Commenting on the above verse, Nick Land writes:

"It is because life is pure surplus that the child of Rire - standing by the side of his quietly weeping mother and transfixed by the stinking ruins of his father - is gripped by convulsions of horror that explode into peals of mirth, as uncompromising as orgasm. [...] Laughter is a communion with the dead, since death is not the object of laughter: it is death itself that finds a voice when we laugh. Laughter is that which is lost to discourse, the haemorrhaging of pragmatics into excitation and filth."

Ba-dum-tsh!


III. Curb Your Enthusiasm

D. H. Lawrence is another writer who makes an important contribution to the philosophy of laughter - perhaps surprisingly so, as this self-styled priest of love is thought by many to be utterly humourless, though often unintentionally comic or absurd.   

However, as Judith Ruderman points out, the mistaken idea that Lawrence had no sense of humour is an opinion held for the most part by those who are misled (or disconcereted) by his intensity. He is often over-earnest and can sometimes be a bore. But Lawrence also values (and utilises) humour in his work, often deliberately undermining his own seriousness and tendency to preach.    

Ruderman also reminds us of this crucial passage written by Lawrence in his essay on Edgar Allan Poe (a passage that LD would surely approve of): 

"The Holy Ghost bids us never to be too deadly in our earnestness, always to laugh in time, at ourselves and at everything. Particularly at our sublimities. Everything has its hour of ridicule - everything."

The Holy Ghost, according to Lawrence, also helps us to keep it real; "not to push our cravings too far, not to submit to stunts and high falutin, above all not to be too egoistic and willful [...] to leave off when it bids us leave off".

In other words, the Holy Ghost helps us curb our enthusiasm and recognise that the latter - particularly when tied to moral and ideological fundamentalism - is what threatens us today.


Notes

*I refer here to a scene in the first episode of the ninth season of Curb Your Enthusiasm entitled 'Foisted!', dir. Jeff Schaffer, written by Larry David and Jeff Schaffer (2017): click here.

Bataille, 'Nonknowledge, Laughter, and Tears', in The Unfinished System of Nonknowledge, ed. Stuart Kendall, trans. Michelle Kendall and Stuart Kendall, (University of Minnesota, 2001). 

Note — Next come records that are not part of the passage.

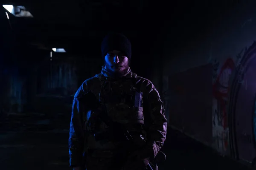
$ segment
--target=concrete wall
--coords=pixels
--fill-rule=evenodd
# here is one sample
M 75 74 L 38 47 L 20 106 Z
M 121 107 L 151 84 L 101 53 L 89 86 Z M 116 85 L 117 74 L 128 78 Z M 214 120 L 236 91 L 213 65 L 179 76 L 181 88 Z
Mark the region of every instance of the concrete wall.
M 256 157 L 256 124 L 253 122 L 256 78 L 253 73 L 256 67 L 256 6 L 249 2 L 223 14 L 211 23 L 211 28 L 200 40 L 192 42 L 189 47 L 184 47 L 171 60 L 167 59 L 172 55 L 167 36 L 163 82 L 164 91 L 169 92 L 165 101 L 170 125 L 222 154 L 252 162 Z M 202 68 L 209 65 L 210 71 Z M 196 71 L 198 69 L 204 74 Z M 209 79 L 212 82 L 207 83 Z M 180 87 L 180 82 L 191 85 Z M 208 95 L 194 93 L 192 97 L 192 94 L 189 92 L 194 89 L 206 93 L 206 89 L 211 91 Z M 180 91 L 185 91 L 180 95 L 182 98 L 177 99 L 174 94 Z M 177 100 L 183 106 L 174 109 L 172 102 Z M 191 109 L 186 108 L 192 105 Z M 197 108 L 202 105 L 206 108 L 199 113 Z M 187 120 L 189 117 L 190 121 Z M 198 123 L 200 119 L 201 122 Z M 204 124 L 203 121 L 209 125 Z M 193 130 L 189 130 L 189 127 Z M 210 134 L 210 139 L 206 132 Z

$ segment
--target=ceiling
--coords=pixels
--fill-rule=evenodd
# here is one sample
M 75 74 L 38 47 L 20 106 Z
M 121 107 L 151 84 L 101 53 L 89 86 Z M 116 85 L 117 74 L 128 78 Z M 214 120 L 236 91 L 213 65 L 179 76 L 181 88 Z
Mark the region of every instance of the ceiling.
M 190 35 L 195 36 L 205 31 L 204 23 L 218 11 L 210 3 L 202 4 L 200 1 L 185 3 L 177 0 L 171 5 L 145 0 L 2 1 L 3 4 L 23 6 L 34 16 L 10 14 L 8 20 L 5 10 L 0 7 L 0 22 L 3 23 L 0 34 L 12 36 L 8 38 L 9 41 L 19 45 L 64 48 L 80 53 L 100 51 L 102 39 L 110 31 L 123 33 L 134 46 L 144 45 L 145 50 L 164 34 L 172 35 L 174 44 L 184 44 Z
M 98 46 L 104 36 L 113 30 L 132 38 L 143 31 L 151 15 L 147 11 L 148 4 L 143 0 L 108 3 L 80 0 L 17 1 L 8 0 L 3 4 L 23 6 L 34 17 L 10 14 L 9 23 L 2 9 L 1 21 L 5 22 L 8 29 L 12 27 L 16 38 L 41 48 L 77 50 L 84 47 L 84 51 L 85 46 Z

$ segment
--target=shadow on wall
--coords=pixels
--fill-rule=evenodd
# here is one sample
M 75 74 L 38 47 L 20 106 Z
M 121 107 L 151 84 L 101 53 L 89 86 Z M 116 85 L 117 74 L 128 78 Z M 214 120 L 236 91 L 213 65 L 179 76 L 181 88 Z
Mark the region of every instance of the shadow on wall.
M 80 80 L 98 73 L 95 71 L 101 68 L 98 63 L 95 60 L 56 56 L 52 61 L 47 57 L 28 68 L 23 75 L 21 68 L 9 68 L 2 76 L 6 84 L 2 85 L 1 96 L 6 99 L 1 101 L 1 114 L 70 113 Z
M 212 69 L 208 64 L 169 76 L 164 97 L 169 125 L 208 145 L 212 140 Z

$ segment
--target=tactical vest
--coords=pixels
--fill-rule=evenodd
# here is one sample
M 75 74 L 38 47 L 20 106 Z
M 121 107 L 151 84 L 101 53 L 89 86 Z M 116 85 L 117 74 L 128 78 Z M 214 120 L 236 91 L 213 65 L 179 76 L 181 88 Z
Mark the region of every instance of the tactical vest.
M 96 75 L 100 81 L 101 86 L 99 100 L 105 107 L 108 116 L 113 121 L 124 125 L 135 137 L 140 137 L 141 135 L 146 138 L 143 128 L 144 116 L 143 93 L 140 91 L 141 80 L 137 79 L 136 74 L 133 73 L 131 78 L 120 79 L 117 81 L 108 80 L 107 78 L 101 76 L 101 74 Z M 93 114 L 93 113 L 91 113 L 92 115 Z M 107 126 L 99 121 L 97 117 L 95 119 L 96 125 L 94 126 L 92 123 L 93 121 L 89 120 L 87 129 L 91 130 L 91 128 L 89 127 L 90 126 L 94 127 L 100 133 L 104 132 L 108 128 Z M 116 130 L 118 132 L 118 130 Z M 113 132 L 119 133 L 116 132 Z M 88 136 L 87 142 L 89 148 L 114 149 L 118 143 L 123 141 L 97 141 L 93 135 L 91 134 Z
M 141 81 L 133 73 L 131 78 L 118 82 L 99 76 L 101 85 L 99 100 L 104 105 L 112 120 L 123 124 L 144 124 L 143 93 Z M 98 76 L 99 75 L 97 75 Z

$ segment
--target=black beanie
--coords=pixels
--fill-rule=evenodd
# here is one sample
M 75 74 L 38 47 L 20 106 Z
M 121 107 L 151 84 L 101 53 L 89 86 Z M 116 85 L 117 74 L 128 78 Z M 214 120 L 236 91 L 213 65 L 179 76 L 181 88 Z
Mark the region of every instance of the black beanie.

Nick Land, The Thirst for Annihilation: Georges Bataille and Virulent Nihilism, (Routledge 1992), p. xvii. The translation of the poem is also found here. 

Judith Ruderman, 'D. H. Lawrence on Trial Yet Again: The Charge? It's Ridiculous!', Journal of D. H. Lawrence Studies, ed. Susan Reid, Vol. 5, Number 1, (2018), pp. 59-82.

D. H. Lawrence, 'Edgar Allan Poe', Studies in Classic American Literature, ed. Ezra Greenspan, Lindeth Vasey and John Worthen, (Cambridge University Press, 2003), p. 73.